Literature, for years relied heavily on the human empathy factor, now writers are using simply knowledge, knowledge on any level to attempt to link their readers to the meaning, not just for their writing, their art, but the basic fundamentals of communication.

Our society is highly developed on a visual level, we can digest just about anything. However, once we throw a word onto the canvas, people throw their arms up, as if it is locusts. Because logic has trained us to digest SALLY GOES TO THE STORE instead of THE GOES TO STORE SALLY the plain for understanding this progressive medium has been tampered with.

Sentences with nouns as nouns, verbs as verbs and adjective as*you guessed it; adjectives have spoiled it for literature. Bill Bisset is another poet whose writing is a complete abandon to natural English cohesiveness, actually transcending the idea of wordplay. With Bisset's work there are no rules and it's a lot of fun to read. Stan Rogal's new book is along these same lines, not to the same extreme, (enuf / enough) pushing the envelope of our own systems. These poems are for the most part short and direct, and simplify our mental blocks, our own pre-conceived notions on how words should tell a story, showing us that we are all very spoiled in terms of language.

The voice shouts out that predictable reader's thought patterns can be as boring as predictable rules of verse. Stan Rogal is no pioneer, perhaps this new book would never have seen the light of day if it wasn't for the author's previous works, nonetheless, he does what he set out to do, draw a line from the science of it all to the poetics of it all.

There is a gimmick, and a progressive statement in these poems. What one would assume is highly exclusive , impersonal suddenly lends itself to being potentially inclusive. That science is as accessible and misunderstood as poetics.

Poetry for years has been ruined and torn down by critics. Not since the beat generation or perhaps ever again will there be poetry heroes. What Rogal is attempting is not becoming a hero, but using his power to promote new angles for poetry, it's something he enjoys doing. There certainly is little hope for the genre as we close the century. William S. Burroughs used the extreme which gave us a new intelligent humour, insect characters, and the inanimate became animated.

These poetics use logic as humour, the idea that poetry has to be about handing a girl a bouquet of flowers will forever menace the face of the style, however, taking away the muse, or taking the muse hostage, silencing the predictable nature of the reader to the page, disengaging them from the cinematic spoon-fed familar traits of language may be exactly what we need.

The poem "The Lesson" proves the point clearest. Sports has never been a part of poetics, (especially the CFL) however with the logic and tension in this style of poetry, the rules of a sport, the relation of a son playing this game with his father all collide.

However obscure the disection of a poem can be, everyone remembers countless hours spent for grade eleven English, researching to exhaustive ends the meaning beneath Robert Frost's poem 'Fences', now the science and behind the scenes mechanics are right there in the poems.
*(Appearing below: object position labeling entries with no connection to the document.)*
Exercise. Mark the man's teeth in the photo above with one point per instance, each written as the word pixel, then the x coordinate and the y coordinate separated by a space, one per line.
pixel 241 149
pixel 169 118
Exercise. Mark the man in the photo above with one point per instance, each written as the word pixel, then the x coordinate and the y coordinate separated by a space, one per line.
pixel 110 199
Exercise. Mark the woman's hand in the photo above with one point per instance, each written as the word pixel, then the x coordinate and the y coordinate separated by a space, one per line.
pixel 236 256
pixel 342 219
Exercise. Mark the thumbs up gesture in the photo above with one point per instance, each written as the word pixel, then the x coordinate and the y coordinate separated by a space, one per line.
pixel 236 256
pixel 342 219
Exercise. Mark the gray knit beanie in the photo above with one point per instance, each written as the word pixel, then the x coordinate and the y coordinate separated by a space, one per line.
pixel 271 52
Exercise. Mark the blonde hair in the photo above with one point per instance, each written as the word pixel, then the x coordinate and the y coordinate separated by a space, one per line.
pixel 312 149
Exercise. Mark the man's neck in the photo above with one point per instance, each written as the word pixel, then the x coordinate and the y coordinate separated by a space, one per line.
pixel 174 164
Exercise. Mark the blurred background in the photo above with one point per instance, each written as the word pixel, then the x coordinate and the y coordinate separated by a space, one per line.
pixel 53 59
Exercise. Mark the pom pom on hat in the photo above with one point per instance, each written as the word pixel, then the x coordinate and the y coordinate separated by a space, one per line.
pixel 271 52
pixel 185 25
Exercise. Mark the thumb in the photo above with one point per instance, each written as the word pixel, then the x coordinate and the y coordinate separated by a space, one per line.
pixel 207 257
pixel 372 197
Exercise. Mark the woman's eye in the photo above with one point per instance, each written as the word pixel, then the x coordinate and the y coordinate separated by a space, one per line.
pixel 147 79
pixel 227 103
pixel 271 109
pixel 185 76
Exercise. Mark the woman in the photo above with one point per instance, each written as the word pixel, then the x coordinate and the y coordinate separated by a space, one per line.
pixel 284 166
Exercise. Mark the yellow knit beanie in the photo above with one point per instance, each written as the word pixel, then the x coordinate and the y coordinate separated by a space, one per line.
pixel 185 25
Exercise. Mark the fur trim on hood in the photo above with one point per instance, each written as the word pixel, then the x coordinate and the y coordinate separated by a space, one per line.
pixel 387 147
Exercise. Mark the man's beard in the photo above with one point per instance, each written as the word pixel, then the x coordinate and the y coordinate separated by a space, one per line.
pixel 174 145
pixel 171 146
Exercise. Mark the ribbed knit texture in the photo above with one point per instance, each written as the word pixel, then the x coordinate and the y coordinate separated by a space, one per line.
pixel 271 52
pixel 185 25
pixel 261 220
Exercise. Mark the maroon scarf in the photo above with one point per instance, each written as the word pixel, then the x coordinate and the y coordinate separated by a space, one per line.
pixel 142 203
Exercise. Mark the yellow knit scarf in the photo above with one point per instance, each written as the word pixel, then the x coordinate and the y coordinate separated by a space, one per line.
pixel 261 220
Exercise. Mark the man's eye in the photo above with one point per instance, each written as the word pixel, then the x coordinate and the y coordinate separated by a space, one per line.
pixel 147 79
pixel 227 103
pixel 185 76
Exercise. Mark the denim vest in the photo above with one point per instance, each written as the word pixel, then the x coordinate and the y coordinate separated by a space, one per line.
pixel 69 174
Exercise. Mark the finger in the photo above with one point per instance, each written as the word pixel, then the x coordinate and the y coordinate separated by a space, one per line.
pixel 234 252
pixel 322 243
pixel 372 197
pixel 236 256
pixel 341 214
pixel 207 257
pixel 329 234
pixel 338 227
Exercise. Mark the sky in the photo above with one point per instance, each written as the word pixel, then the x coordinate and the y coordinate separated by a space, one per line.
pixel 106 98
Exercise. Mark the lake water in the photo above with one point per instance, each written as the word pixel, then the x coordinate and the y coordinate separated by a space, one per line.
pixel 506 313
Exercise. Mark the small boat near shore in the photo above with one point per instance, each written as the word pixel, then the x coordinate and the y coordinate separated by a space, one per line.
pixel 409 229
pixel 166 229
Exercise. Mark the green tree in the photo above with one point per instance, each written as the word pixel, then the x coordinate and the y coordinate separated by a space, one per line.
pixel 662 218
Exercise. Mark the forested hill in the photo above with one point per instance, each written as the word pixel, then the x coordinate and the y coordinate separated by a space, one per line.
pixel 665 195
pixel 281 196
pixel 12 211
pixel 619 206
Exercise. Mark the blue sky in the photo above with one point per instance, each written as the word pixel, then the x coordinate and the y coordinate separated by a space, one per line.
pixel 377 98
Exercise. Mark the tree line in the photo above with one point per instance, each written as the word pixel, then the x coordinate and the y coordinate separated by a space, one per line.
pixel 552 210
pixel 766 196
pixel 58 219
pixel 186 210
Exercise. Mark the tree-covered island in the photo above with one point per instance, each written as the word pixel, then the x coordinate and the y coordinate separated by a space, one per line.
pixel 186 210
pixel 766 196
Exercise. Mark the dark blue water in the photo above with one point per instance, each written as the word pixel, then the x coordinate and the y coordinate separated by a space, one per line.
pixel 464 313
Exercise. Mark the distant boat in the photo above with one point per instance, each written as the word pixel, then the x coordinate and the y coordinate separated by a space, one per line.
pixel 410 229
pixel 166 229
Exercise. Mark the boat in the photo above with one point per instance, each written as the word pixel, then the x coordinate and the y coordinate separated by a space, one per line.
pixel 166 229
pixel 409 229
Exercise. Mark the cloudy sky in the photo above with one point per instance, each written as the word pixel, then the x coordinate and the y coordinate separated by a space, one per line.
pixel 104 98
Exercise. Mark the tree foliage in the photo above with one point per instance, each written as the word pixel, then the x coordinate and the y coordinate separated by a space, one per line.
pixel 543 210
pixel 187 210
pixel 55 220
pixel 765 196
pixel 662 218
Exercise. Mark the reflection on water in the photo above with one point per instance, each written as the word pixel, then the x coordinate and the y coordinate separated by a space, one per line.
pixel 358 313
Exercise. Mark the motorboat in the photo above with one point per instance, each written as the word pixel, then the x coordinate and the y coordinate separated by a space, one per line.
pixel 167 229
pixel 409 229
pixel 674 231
Batteries included.

If any of the written genres are on death row certainly poetry is at the head of the line, if not already requesting a light for it's last cigarette. Stan Rogal's new direction in poetry isn't entirely his, or new, but at least its not some shawl-wearing or pipe smoking cake bearer, trying to fatten us up/ smoke us out with their new brand of spiral bound cook book poems from the heart.

Coach house books is one of the small press publishing houses in Toronto. It is also one of the most advanced in terms of format, running on-line versions of newly released books to spark interest in printed formats. While many would suggest that this demeans if not inhibits actual print book sales, it does allow the relationship between artists and reader to become more intimate. Pages from a new book can be culled on command (at their site).